It is March 2020 and the Covid-19 pandemic has brought America to a complete standstill. As hospitals fill past capacity resources such as medical treatment and doctors become scarce. Nurses are scrambling around overflowing hospitals having to decide who they should save, a question no one should have to answer.
Three years later, in March 2023, the worst of Covid-19 has long since passed. However, in its aftermath America has seen growing disparities in healthcare as people of lower socioeconomic status are unable to pay for expensive quality care.
In many cases health insurance is tied to a person’s employment. When this is the case, a single layoff can put one’s health in danger. Furthermore groups of racial minorities face marginalized healthcare in comparison to their white counterparts. According to the National Library of Medicine, a certain study showed that participants in a study demonstrated many ways in which unequal health care access occurs in healthcare. These included insurance differences, limited time, lack of interpreters, bias, labeling, and stereotypes contributing to racial differences in patient experience and treatments.

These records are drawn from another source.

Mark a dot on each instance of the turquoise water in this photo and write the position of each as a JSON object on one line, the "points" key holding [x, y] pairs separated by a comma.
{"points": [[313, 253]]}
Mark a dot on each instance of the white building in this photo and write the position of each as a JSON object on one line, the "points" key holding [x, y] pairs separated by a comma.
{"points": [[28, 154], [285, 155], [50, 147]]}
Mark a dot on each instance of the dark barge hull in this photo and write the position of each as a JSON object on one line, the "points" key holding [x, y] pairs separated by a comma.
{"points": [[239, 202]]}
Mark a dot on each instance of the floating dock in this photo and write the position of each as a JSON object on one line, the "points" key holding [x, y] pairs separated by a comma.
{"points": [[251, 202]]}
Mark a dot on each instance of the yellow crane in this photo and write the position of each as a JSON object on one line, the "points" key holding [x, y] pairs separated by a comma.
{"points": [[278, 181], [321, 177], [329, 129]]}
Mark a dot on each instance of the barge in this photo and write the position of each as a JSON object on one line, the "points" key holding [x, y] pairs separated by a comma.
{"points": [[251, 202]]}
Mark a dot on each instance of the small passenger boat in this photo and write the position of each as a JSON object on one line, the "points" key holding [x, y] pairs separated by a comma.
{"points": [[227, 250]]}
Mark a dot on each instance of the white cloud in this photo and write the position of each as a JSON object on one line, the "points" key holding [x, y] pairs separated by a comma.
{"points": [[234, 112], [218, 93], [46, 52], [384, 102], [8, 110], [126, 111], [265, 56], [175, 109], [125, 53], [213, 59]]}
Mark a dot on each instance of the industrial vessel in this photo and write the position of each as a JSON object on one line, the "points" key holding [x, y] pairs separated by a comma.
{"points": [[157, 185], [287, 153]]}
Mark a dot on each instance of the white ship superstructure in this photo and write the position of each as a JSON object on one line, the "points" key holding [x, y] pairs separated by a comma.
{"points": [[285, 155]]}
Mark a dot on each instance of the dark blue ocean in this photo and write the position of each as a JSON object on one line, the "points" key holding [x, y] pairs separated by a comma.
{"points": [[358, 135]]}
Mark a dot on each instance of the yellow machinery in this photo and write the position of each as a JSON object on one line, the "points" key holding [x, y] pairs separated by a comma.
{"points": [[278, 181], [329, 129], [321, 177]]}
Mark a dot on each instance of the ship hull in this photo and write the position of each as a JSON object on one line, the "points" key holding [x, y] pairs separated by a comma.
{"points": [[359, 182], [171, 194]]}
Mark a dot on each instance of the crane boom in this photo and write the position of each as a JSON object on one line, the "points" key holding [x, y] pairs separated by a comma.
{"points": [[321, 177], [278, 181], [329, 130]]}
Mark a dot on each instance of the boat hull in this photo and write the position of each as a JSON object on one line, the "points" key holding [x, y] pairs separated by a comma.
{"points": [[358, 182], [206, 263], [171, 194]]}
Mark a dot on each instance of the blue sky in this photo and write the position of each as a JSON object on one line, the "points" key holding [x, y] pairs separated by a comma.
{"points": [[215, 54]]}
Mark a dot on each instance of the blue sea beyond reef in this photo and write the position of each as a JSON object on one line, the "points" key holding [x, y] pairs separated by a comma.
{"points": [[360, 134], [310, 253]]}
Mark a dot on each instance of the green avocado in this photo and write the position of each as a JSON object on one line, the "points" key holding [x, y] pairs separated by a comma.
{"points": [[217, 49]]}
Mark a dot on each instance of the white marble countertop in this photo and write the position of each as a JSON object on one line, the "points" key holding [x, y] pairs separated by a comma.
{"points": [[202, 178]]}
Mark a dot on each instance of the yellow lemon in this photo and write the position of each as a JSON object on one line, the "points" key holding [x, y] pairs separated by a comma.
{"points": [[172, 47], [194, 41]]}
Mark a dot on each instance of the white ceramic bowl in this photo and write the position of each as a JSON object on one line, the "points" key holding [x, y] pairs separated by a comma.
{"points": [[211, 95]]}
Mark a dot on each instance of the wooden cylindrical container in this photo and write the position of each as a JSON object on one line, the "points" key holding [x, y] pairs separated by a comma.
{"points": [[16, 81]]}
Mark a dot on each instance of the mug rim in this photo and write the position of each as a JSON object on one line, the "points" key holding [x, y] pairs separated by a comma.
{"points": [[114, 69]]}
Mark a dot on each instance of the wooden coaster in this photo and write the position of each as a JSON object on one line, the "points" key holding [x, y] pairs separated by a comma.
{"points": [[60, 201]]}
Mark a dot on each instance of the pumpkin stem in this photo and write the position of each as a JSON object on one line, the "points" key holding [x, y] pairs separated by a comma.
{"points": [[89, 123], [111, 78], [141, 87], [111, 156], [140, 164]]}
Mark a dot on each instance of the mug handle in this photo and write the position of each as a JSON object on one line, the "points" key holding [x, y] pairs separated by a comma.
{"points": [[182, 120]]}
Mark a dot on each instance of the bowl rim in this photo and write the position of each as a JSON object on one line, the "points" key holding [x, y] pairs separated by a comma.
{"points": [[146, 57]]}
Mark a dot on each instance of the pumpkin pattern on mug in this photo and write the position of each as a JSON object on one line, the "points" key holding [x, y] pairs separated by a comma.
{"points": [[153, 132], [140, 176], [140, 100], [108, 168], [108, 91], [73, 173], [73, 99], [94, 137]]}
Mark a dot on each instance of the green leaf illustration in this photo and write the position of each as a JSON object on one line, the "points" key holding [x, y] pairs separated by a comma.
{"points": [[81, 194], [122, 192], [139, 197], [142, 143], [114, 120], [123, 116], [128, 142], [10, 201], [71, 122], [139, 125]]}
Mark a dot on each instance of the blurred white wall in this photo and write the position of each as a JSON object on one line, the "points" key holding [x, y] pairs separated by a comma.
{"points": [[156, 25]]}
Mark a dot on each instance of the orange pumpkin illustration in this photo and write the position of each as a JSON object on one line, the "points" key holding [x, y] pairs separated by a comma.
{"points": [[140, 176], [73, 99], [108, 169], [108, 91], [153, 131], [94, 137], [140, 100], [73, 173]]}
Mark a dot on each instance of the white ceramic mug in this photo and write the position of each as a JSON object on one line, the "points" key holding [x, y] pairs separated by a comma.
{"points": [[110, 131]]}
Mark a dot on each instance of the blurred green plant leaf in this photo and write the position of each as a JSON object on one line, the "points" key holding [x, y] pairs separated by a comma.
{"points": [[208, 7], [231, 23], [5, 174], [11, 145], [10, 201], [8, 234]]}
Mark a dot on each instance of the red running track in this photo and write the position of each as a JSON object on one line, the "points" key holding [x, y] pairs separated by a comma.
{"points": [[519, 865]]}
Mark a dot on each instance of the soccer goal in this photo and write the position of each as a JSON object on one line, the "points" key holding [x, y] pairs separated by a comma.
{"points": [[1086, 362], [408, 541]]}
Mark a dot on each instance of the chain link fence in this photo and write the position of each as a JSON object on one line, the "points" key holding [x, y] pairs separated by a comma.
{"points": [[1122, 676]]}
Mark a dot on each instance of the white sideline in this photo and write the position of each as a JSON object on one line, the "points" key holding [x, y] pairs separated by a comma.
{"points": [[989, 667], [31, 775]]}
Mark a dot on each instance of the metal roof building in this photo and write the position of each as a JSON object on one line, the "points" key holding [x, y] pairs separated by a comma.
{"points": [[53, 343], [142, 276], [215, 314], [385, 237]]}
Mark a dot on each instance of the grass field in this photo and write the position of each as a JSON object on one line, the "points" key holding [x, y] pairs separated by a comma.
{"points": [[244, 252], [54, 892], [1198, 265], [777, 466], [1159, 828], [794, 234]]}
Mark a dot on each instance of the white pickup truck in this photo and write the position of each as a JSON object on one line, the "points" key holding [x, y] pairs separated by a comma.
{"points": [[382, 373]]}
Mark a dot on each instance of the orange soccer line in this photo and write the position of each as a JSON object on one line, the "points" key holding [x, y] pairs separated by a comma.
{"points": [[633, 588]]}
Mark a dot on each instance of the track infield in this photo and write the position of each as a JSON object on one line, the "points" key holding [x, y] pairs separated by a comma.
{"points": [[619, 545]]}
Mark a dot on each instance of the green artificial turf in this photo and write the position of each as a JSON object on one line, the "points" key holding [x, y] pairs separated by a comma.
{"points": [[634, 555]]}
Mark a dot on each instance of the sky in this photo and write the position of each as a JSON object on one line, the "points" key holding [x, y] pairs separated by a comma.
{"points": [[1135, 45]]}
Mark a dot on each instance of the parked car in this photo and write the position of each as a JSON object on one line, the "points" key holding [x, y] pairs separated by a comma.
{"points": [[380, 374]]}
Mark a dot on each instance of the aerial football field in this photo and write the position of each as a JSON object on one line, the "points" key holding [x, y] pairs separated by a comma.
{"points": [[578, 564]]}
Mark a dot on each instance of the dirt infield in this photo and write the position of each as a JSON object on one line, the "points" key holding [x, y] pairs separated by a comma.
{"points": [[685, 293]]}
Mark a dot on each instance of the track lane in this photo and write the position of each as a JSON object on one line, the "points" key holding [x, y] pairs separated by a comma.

In an article by Harvard Health, the malpractice of health insurers is highlighted as well. For example health insurers may hold back on expensive treatment until they are fully sure the patient requires it in an effort to hold down costs. When this is occurs it is potentially damaging to said patient as they must wait longer to receive treatment they had already been prescribed from a physician.

Some ways to help the poor have equal access to healthcare is by making innovative technology more widespread. One example being telehealth, which brought in home access to healthcare to millions during the pandemic who were afraid of leaving their homes. However, these technologies are prevented from being widespread due to government based health insurance not covering them.
Healthcare in America doesn’t have a single solution that can solve all its problems. Because of this consistent small steps must be made in the right direction so that healthcare becomes more equal across different socioeconomic groups and various racial communities.
The current system is broken. What other changes in policy could lead to positive change in American healthcare?